« Je vois trois grandes préoccupations pour l’Ordre » - La Semaine Vétérinaire n° 1433 du 14/01/2011
La Semaine Vétérinaire n° 1433 du 14/01/2011

Entretien. Michel Baussier, président du Conseil supérieur de l’Ordre

Actualité

Auteur(s) : Marine Neveux

Un principe fondamental guidera le nouveau président : le métier de vétérinaire est une profession de santé (animale et publique), pas de boutiquiers.

La Semaine Vétérinaire : Quels seront les grands chantiers du nouveau président ? Quelle orientation souhaitez-vous donner à l’Ordre, quelle place dans l’échiquier politique vétérinaire ?

Michel Baussier : Je préfère parler des grands chantiers de l’Ordre, fort de ses seize mille membres, plutôt que de ceux du président. Cela dit, je n’élude pas la question. Comme le squelette de l’acte vétérinaire est écrit et que la transposition de la directive “services” n’en est plus qu’à quelques derniers soubresauts et avatars, je vois trois grandes préoccupations pour l’Ordre : la promotion de la compétence spécifique du vétérinaire dans la délivrance au détail du médicament vétérinaire, dans le cadre d’un système à trois ayants droit ; le renforcement de la certification vétérinaire, privée et publique ; la réforme de l’organisation professionnelle vétérinaire.

Un principe fondamental guidera nos pas : le métier de vétérinaire est une profession de santé (animale et publique) qui s’inscrit dans le schéma One health. Gare à ceux qui voudraient la laisser dériver vers une profession de boutiquiers !

La place de l’Ordre dans l’univers professionnel est d’abord celle que lui fixent les lois et les règlements. De façon générale, elle est celle réservée aux Ordres professionnels en France, aux organismes statutaires d’habilitation à l’exercice dans le monde.

S. V. : Avocats, médecins ou pharmaciens, les autres Ordres professionnels ont des positions assez marquées dans leurs secteurs. Le fait qu’il n’y ait qu’un syndicat n’est-il pas la cause d’un projet ordinal principalement orienté vers le respect de l’éthique ? Ces dernières années, le Conseil supérieur de l’Ordre (CSO) a tenté de communiquer avec la profession et auprès du grand public : les résultats répondent-ils à vos attentes ? Quel projet associatif comptez-vous donner au CSO ? Que devra-t-il être dans dix ou vingt ans ?
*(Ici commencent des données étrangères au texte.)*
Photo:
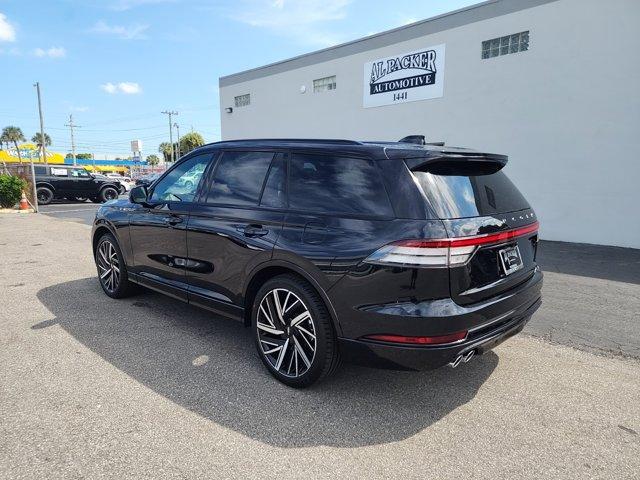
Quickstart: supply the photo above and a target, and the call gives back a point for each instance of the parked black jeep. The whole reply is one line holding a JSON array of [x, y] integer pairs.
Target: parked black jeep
[[73, 183]]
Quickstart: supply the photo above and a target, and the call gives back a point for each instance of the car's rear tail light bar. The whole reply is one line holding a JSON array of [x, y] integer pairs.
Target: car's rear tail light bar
[[405, 340], [443, 252]]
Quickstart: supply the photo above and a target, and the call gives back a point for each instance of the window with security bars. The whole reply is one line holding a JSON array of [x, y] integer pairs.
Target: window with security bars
[[324, 84], [518, 42], [242, 100]]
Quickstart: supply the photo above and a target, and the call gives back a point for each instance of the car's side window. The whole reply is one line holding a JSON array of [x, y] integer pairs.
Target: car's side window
[[238, 178], [79, 172], [181, 183], [59, 172], [274, 193], [333, 184]]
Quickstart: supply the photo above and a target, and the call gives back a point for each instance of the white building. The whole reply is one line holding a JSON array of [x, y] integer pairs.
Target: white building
[[554, 84]]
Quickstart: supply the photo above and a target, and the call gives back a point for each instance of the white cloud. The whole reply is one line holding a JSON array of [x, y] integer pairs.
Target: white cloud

M. B. : Je croyais que l’on avait reproché à l’Ordre des vétérinaires de trop en faire… Pour moi, il doit accomplir ses missions, toutes ses missions, rien que ses missions. Elles sont déjà bien larges. Bien qu’il ait à s’assurer en premier lieu de la compétence des vétérinaires, il n’a pas de compétence technique et médicale propre.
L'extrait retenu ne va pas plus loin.